Another reason for this difference can be attributable to the possible direct effect of COVID-19 virus in the occurrence of hypocalcemia. Calcium is an essential element for the entrance of viruses into the host cells, virus gene expression, producing viral proteins, and release of new viruses from the host cells (22, 23). Therefore, coronaviruses induce calcium ions influx across the host’s cell membranes to meet their needs (24). The high prevalence of hypocalcemia in other coronavirus diseases such as severe acute respiratory syndrome (SARS) and Ebola, as well as high prevalence of hypocalcemia in even non-severe disease of COVID-19, is the evidence for this hypothesis (25, 26). There is limited evidence about the involved pathophysiological mechanisms. Functional hypoparathyroidism has been reported as one of the causes of hypocalcemia of critical illness (13). In animal studies, the up-regulation of calcium sensor receptors (CaSR) in the high inflammation states, such as burn or exposure of parathyroid cells to interleukin-1β and interleukin-6 has been demonstrated (21, 27-29). Up-regulation of CaSR leads to the increased sensitivity of parathyroid cells to serum calcium levels and inhibition of PTH secretion at lower levels of serum calcium (13).
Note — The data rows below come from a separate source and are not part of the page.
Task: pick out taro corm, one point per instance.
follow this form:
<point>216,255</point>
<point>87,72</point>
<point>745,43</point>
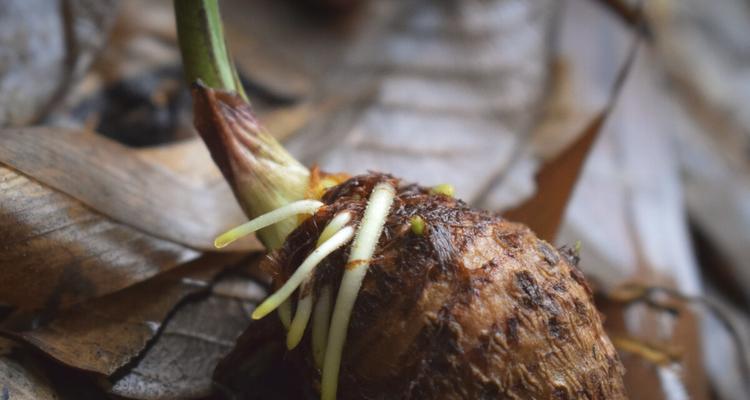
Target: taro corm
<point>391,290</point>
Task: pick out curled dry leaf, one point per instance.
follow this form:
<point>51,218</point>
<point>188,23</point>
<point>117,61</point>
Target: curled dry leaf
<point>57,252</point>
<point>180,362</point>
<point>20,378</point>
<point>104,334</point>
<point>49,43</point>
<point>117,182</point>
<point>435,92</point>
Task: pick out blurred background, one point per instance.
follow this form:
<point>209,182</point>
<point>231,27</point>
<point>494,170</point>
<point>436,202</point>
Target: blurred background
<point>101,170</point>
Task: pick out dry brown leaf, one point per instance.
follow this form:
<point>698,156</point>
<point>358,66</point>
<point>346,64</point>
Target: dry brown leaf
<point>543,212</point>
<point>115,181</point>
<point>21,379</point>
<point>555,181</point>
<point>104,334</point>
<point>433,92</point>
<point>44,48</point>
<point>180,362</point>
<point>56,252</point>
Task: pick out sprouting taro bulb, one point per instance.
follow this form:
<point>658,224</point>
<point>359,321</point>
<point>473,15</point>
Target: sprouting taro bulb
<point>402,292</point>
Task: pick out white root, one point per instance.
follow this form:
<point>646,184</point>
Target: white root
<point>299,323</point>
<point>339,239</point>
<point>267,219</point>
<point>363,248</point>
<point>321,319</point>
<point>285,313</point>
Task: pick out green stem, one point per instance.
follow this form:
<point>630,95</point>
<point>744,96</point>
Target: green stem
<point>263,175</point>
<point>204,50</point>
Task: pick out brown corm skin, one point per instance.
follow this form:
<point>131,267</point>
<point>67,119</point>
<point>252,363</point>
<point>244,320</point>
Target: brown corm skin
<point>476,307</point>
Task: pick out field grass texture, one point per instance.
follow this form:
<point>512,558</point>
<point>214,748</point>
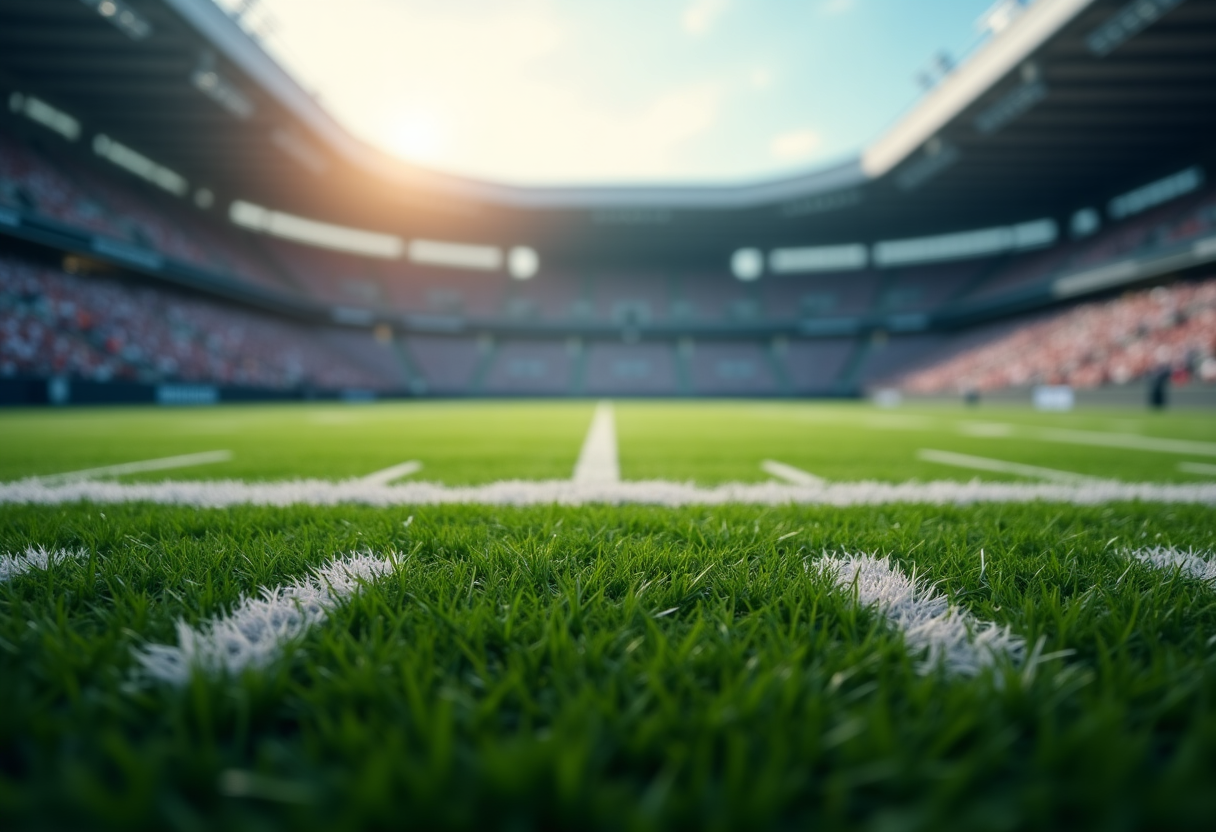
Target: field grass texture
<point>608,668</point>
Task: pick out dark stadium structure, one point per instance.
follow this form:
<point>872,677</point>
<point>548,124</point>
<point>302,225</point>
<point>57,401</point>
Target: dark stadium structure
<point>180,220</point>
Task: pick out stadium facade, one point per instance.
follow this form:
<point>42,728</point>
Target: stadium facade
<point>179,219</point>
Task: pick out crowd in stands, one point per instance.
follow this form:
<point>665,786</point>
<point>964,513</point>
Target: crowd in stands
<point>96,329</point>
<point>1167,329</point>
<point>85,198</point>
<point>1154,230</point>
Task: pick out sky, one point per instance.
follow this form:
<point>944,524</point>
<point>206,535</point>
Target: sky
<point>615,91</point>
In our study, PTH level decreased by about 25% on the fourth to sixth days compared to the first day of study, and PTH change was the independent predictor of new or worsening total or corrected hypocalcemia.
Serum albumin level usually decreases dramatically during critical illnesses. Decreased synthesis, extravasation, and increased catabolism of albumin are the main causes of hypoalbuminemia during critical illnesses (30). Regarding the protein binding of serum calcium to albumin, hypoalbuminemia decreases serum total calcium. In our study, albumin levels decreased significantly, and decreasing albumin level was an independent factor for the occurrence of new or worsening hypocalcemia.
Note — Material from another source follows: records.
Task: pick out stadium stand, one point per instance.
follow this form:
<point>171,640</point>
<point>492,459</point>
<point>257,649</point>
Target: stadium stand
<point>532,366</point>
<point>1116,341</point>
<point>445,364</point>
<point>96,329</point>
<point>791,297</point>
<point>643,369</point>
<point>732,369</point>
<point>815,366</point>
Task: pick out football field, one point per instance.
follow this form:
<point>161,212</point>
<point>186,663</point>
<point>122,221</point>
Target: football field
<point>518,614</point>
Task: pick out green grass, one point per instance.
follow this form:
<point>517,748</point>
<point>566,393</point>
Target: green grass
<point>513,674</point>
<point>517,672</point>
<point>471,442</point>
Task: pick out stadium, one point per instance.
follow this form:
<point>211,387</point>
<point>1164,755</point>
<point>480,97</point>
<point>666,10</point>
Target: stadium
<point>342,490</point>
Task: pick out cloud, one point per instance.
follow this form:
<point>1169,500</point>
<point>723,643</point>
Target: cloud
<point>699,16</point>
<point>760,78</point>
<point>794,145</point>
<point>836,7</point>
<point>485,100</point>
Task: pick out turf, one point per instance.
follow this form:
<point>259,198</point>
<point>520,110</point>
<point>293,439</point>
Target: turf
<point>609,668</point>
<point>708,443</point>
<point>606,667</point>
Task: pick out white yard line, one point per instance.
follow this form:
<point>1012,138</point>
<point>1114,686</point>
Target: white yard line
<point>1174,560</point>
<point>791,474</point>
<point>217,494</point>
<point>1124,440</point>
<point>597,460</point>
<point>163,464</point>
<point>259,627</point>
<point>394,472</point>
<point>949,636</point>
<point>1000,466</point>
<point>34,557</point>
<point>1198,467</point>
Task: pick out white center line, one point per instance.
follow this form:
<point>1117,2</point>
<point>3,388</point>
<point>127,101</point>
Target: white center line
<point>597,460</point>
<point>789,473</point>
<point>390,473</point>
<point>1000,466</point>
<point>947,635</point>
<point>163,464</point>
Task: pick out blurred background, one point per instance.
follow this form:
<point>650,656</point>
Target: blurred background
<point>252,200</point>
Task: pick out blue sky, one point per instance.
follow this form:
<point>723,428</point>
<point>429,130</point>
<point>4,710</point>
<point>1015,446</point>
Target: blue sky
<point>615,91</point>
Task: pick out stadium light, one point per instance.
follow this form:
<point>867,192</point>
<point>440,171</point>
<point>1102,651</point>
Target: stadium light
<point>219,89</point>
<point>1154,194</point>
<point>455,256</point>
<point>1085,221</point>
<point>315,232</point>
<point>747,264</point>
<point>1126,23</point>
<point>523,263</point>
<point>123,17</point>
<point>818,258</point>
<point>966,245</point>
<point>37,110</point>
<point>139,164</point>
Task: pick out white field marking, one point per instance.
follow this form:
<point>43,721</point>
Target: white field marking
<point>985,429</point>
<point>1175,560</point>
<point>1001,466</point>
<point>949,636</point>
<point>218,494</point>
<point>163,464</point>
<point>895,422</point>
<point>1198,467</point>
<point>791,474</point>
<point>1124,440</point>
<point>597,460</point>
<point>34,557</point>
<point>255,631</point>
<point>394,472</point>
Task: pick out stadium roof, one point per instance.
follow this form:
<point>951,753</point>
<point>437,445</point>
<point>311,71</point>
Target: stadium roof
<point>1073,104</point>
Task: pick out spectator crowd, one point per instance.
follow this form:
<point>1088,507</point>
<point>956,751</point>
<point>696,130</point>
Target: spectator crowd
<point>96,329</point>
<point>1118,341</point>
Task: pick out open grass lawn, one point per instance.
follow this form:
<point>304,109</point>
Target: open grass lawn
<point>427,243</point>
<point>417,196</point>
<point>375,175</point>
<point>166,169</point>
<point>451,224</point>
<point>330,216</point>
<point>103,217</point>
Decreased vitamin D concentration in critical illness is another theoretical cause of hypocalcemia in these situations (15). Hourly changes of 25(OH)D have been reported in critical illnesses (31). Serum vitamin D binding protein levels decrease during critical illness (32, 33). These proteins are essential for reabsorption of filtrated 25(OH)D from renal tubules (34). Renal wasting of 25(OH)D can lead to low levels of vitamin D. In addition, hemodilution and extravasation of 25(OH)D are other mechanisms of decreased vitamin D during critical illnesses (15, 35). However, we observed no significant decrease in vitamin D levels in our study.
Hypomagnesemia is a known and important etiological factor in the hypocalcemia of critical illnesses (36). However, we found no role of hypomagnesemia in the occurrence of new hypocalcemia.
Our study had some limitations. The main limitation was the lack of assessing ionized calcium in our patients. Low sample size was another limitation. The main novelties of our study were the prospective longitudinal design for evaluating the course of hypocalcemia and PTH changes in COVID-19. Furthermore, the role of 25(OH)D changes during critical illnesses was evaluated in animal studies. To the best of our knowledge, no longitudinal human study has evaluated the role of this parameter in the occurrence of new hypocalcemia in the first week of critical illnesses.
In conclusion, we found downslope course of hypocalcemia on the fourth to sixth days of hospitalization. Suppressing PTH and hypoalbuminemia was the main factors involved in the occurrence of new or worsening of hypocalcemia. We found no evidence of vitamin D changes during these days. Vitamin D deficiency at admission and magnesium changes had no role in this phenomenon.